The course target audience are users from ECMWF Member States who already have a good level of HPC experience and those planning to use the ECMWF systems in the near future. Users who are planning to use the system in the near future but do not have a user-ID yet, need to acquire one before applying through Member State computing representative.
The course will be delivered online, as a mixture of presentations and practical sessions via Microsoft Teams.
Registration is possible for individual sessions. Some sessions have pre-requisites which are detailed below.

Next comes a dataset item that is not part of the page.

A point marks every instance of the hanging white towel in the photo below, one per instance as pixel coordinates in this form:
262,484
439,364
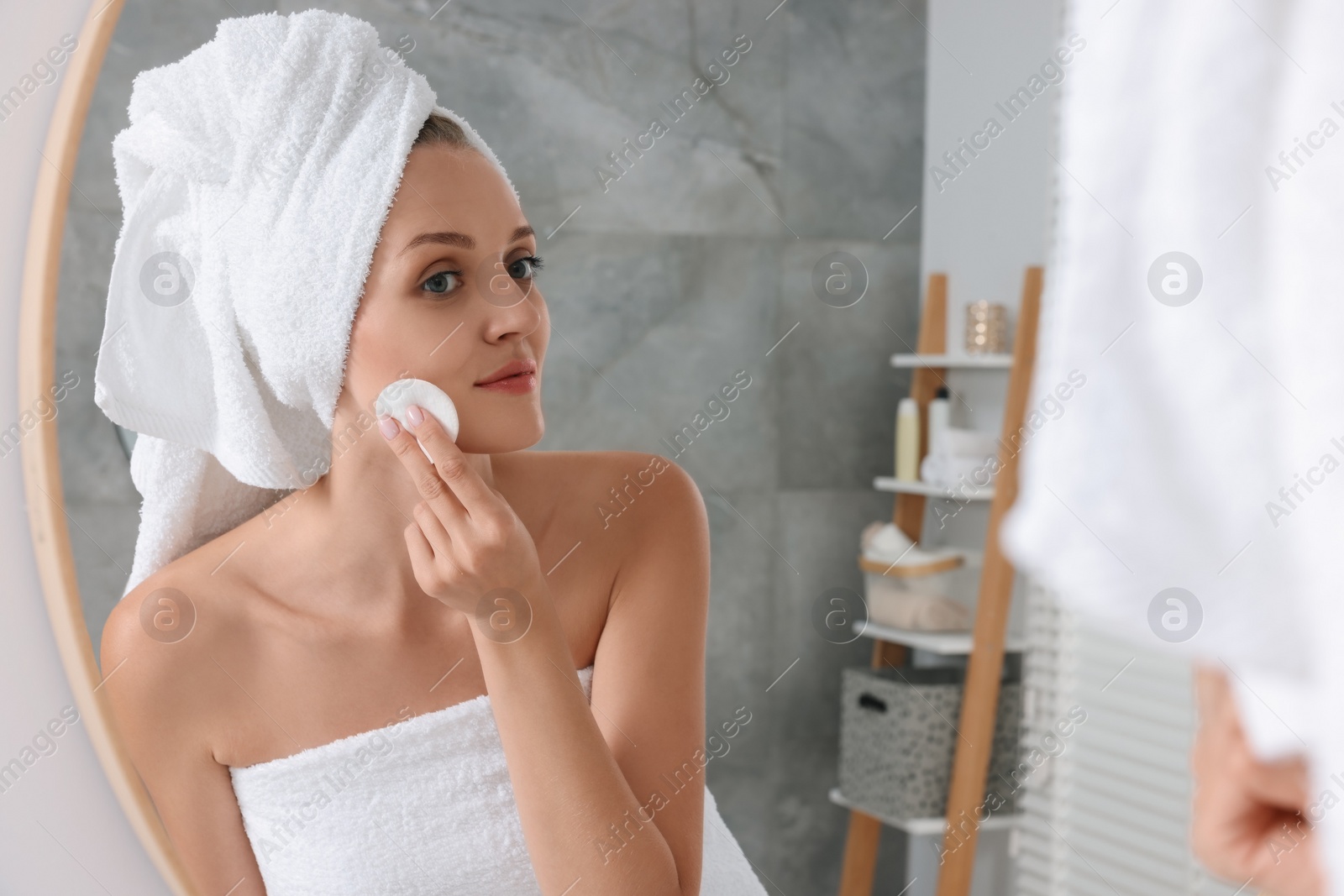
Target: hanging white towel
1206,452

All lectures will be given in English.
Session dates
Monday 13 May - morning session
Introduction to parallel computing
09:00 to 10:00 BST (8:00 to 09:00 UTC) - Lucian Anton, ECMWF
Introduction to parallel computing.
Atos environment
10:00 to 11:00 BST (9:00 to 10:00 UTC) - Xavier Abellan, ECMWF
An introduction to Atos environment at ECMWF, including login, modules, software stack, ecinteractive and file systems.

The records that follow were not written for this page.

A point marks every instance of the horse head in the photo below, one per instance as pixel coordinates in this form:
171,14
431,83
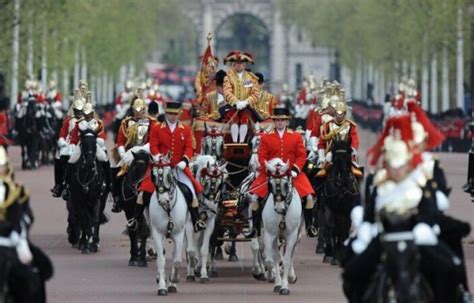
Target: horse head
88,148
138,167
280,183
214,141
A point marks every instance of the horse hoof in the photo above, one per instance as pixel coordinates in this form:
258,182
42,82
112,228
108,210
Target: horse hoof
190,279
162,292
284,292
93,248
213,274
327,259
259,277
133,263
172,289
219,255
233,258
142,263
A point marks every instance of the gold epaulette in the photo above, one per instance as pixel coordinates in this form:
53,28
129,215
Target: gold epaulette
351,122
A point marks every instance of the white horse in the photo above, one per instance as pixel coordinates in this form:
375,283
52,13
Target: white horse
168,213
281,216
213,142
212,177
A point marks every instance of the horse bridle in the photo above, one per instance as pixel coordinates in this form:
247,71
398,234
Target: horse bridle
161,189
277,195
85,185
132,185
214,192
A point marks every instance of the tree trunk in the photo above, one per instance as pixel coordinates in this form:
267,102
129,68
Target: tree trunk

Monday 13 May - afternoon session
Virtual Computer tour
13:00 to 13:30 BST (12:00 to 12:30 UTC) - Roberto Cuccu, ECMWF
Introduction to Atos HPC architecture
13:30 to 14:15 BST (12:30 to 13:15 UTC) - Martyn Foster, Atos
Storage Architecture and Lustre
14:15 to 15:00 BST (13:15 to 14:00 UTC) - Martyn Foster, Atos
An introduction to Atos HPC architecture, including:
- Macro architecture
- AMD Rome
- InfiniBand
Storage Architecture and Lustre:
- Lustre Architecture
- System design
- Filesystems
An overview of the supercomputer architecture at ECMWF, including descriptions of the principal components and how they connect to provide a resilient performant supercomputer.
This is an informative presentation with no prerequisites.
Tuesday 14 May - morning session
SLURM and job scheduling
09:00 to 10:00 BST (08:00 to 09:00 UTC) - Martyn Foster, Atos
Using Lustre effectively
10:00 to 11:00 BST (09:00 to 10:00 UTC) - Martyn Foster, Atos
This session explains:
- How to use SLURM, the resource management system deployed on the supercomputers to run and manage parallel and serial jobs on the HPC systems.
- How to best use the parallel filesystems within applications and what tools can be used to examine and modify IO behaviour
This is an informative session with some practical activity.
It is advised to attend the previous session.
Tuesday 14 May - afternoon session
Compiling and running a parallel programme on the HPC systems
13:00 to 15:00 BST (12:00 to 14:00 UTC) - Martyn Foster, Atos
Presentations including:
- Compilers - Intel
- MPI - OpenMPI
- MPI - IntelMPI
This module goes into depth regarding use of the predominant programming environments on the HPC systems. The Intel compilers and Message Passing Interface libraries.
This is an advanced informative session with some classroom activity.
It is advised that attendees have used the HPC systems before and are conversant in C or Fortran.
Wednesday 15 May - morning session
In depth topics in HPC
09:00 to 11:00 BST (8:00 to 10:00 UTC) - Martyn Foster, Atos
In depth topics in HPC, including:
- Hybrid applications
- Task affinity
- Hugepages
This module goes into depth regarding use of some techniques for ensuring good performance on the Atos HPC systems.
This is an informative session with some practical activities.
It is advised that attendees have used the HPC systems before and are conversant in C or Fortran.
If attendees wish to have their own applications available for testing the techniques on, they are encouraged to do so.
Wednesday 15 May - afternoon session
Profiling I - CPU
13:00 to 15:00 BST (12:00 to 14:00 UTC) - Martyn Foster, Atos
This session describes techniques and tools available for evaluating compute performance on the HPC systems. It is a mixture of presentations and hands on sessions.
It is advised that attendees have used the HPC systems before and are conversant in C or Fortran.
If attendees wish to have their own applications available for testing the techniques on, they are encouraged to do so.
Thursday 16 May - morning session
Profiling II - IO and MPI
09:00 to 11:00 BST (08:00 to 10:00 UTC) - Alex Woods, Atos
This session describes techniques and tools available for evaluating Application MPI and IO related performance and characteristics on the HPC systems. It is a mixture of presentations and hands on sessions.
It is advised that attendees have used the HPC systems before and are conversant in C or Fortran.
If attendees wish to have their own applications available for testing the techniques on, they are encouraged to do so.
Thursday 16 May - afternoon session
Debugging
14:00 to 15:00 BST (13:00 to 14:00 UTC) - Alex Woods, Atos
This session describes techniques and tools available for fault finding “debugging” parallel applications on the HPC systems. It will comprise a mixture of presentations and hands on material.
It is advised that attendees have used the HPC systems before and are conversant in C or Fortran.